The New Progressive Party has been rattled with scandal after scandal and many are ready for change.

The past few years have not been good for the party – or the island for that matter. A string of devastating hurricanes, a severe debt crisis, ongoing corruption scandals that even forced a pro-statehood governor to resign, earthquakes, and now a global pandemic – have all led to challenging times in Puerto Rico. To some observers, the idea seems to be: Let’s dangle the illusion of a yes or no statehood referendum (nonbinding) that is already dead on arrival?

Many also feel that Gov. Vasquez is not truly authorized to make such a decision since she was never actually elected to the office. Instead, she became governor after Ricardo Rosselló was forced to resign following massive protests.
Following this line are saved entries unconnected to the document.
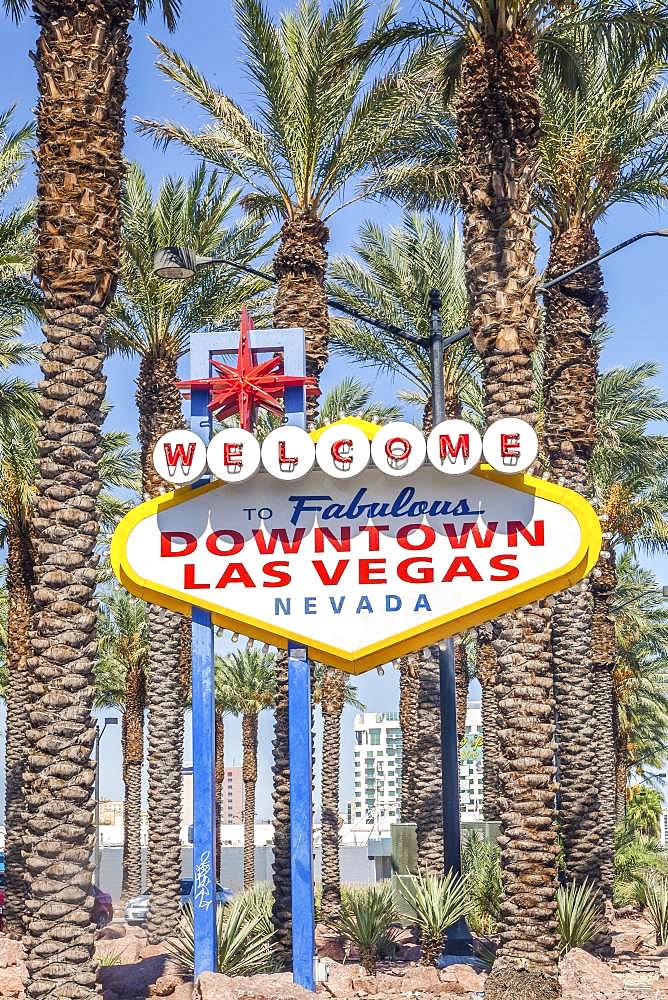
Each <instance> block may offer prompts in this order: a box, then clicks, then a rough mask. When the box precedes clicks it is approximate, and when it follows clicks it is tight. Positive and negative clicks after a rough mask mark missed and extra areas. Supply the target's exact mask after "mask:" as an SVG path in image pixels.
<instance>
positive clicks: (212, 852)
mask: <svg viewBox="0 0 668 1000" xmlns="http://www.w3.org/2000/svg"><path fill="white" fill-rule="evenodd" d="M206 375H208V372H207V373H206ZM208 402H209V394H208V392H206V391H201V390H200V391H194V392H193V393H192V396H191V405H190V426H191V429H192V430H193V431H194V432H195V433H196V434H198V435H199V436H200V437H201V438H202V439H203V440H204V441H205V442H208V440H209V437H210V434H211V418H210V416H209V413H208V409H207V406H208ZM192 688H193V692H192V733H193V813H194V814H193V827H194V829H193V910H194V925H195V927H194V929H195V979H197V977H198V976H199V975H201V974H202V973H203V972H216V971H217V947H216V882H217V878H218V873H217V871H216V819H215V815H216V781H215V772H216V760H215V757H216V745H215V744H216V735H215V734H216V727H215V710H216V708H215V704H216V691H215V682H214V645H213V623H212V621H211V613H210V612H209V611H204V610H202V609H201V608H195V607H193V610H192Z"/></svg>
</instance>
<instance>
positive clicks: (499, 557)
mask: <svg viewBox="0 0 668 1000" xmlns="http://www.w3.org/2000/svg"><path fill="white" fill-rule="evenodd" d="M515 559H517V556H515V555H511V553H510V552H506V553H504V555H502V556H492V558H491V559H490V561H489V565H490V569H498V570H500V571H501V572H500V573H492V575H491V576H490V580H516V579H517V577H518V576H519V575H520V571H519V567H518V566H515ZM509 561H510V562H512V564H513V565H512V566H508V565H507V563H508V562H509Z"/></svg>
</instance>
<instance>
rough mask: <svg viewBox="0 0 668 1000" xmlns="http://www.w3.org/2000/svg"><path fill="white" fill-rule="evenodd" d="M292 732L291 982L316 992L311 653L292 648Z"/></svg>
mask: <svg viewBox="0 0 668 1000" xmlns="http://www.w3.org/2000/svg"><path fill="white" fill-rule="evenodd" d="M288 722H289V731H290V847H291V854H292V858H291V864H292V977H293V980H294V982H295V983H297V984H298V985H299V986H303V987H304V989H307V990H313V991H315V969H314V965H315V962H314V960H315V908H314V897H313V802H312V774H311V768H312V757H311V670H310V665H309V661H308V655H307V650H306V648H305V647H304V646H300V645H297V644H296V643H293V642H291V643H290V644H289V645H288Z"/></svg>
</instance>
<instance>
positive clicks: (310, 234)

Meanwhile, the Republican government on the island doesn’t even have the support of the Republican-led federal government. The Trump administration’s blunt response was basically, “The first priority for all Puerto Rico leaders should be getting their financial house in order.”

This coming November, there will be plenty of incentive to vote “no” and punish the Vázquez administration. Even prominent figures such as Bad Bunny are jumping into the fray against her leadership.

What would statehood mean for Puerto Rico?

Statehood would award Puerto Rico two senators and five representatives, but it’s unlikely a Republican-controlled Congress would acknowledge the referendum because Puerto Rico tends to favor Democrats.

Puerto Ricans are U.S. citizens but cannot vote in U.S. presidential elections. And while the island is exempt from the U.S. federal income tax, it still pays Social Security and Medicare and local taxes and receives less federal funding than U.S. states. Many believe the island’s territorial status has contributed to its struggle to recover from the hurricanes and earthquakes, as well as worsened its economic crisis, largely caused by decades of heavy borrowing and the elimination of federal tax incentives.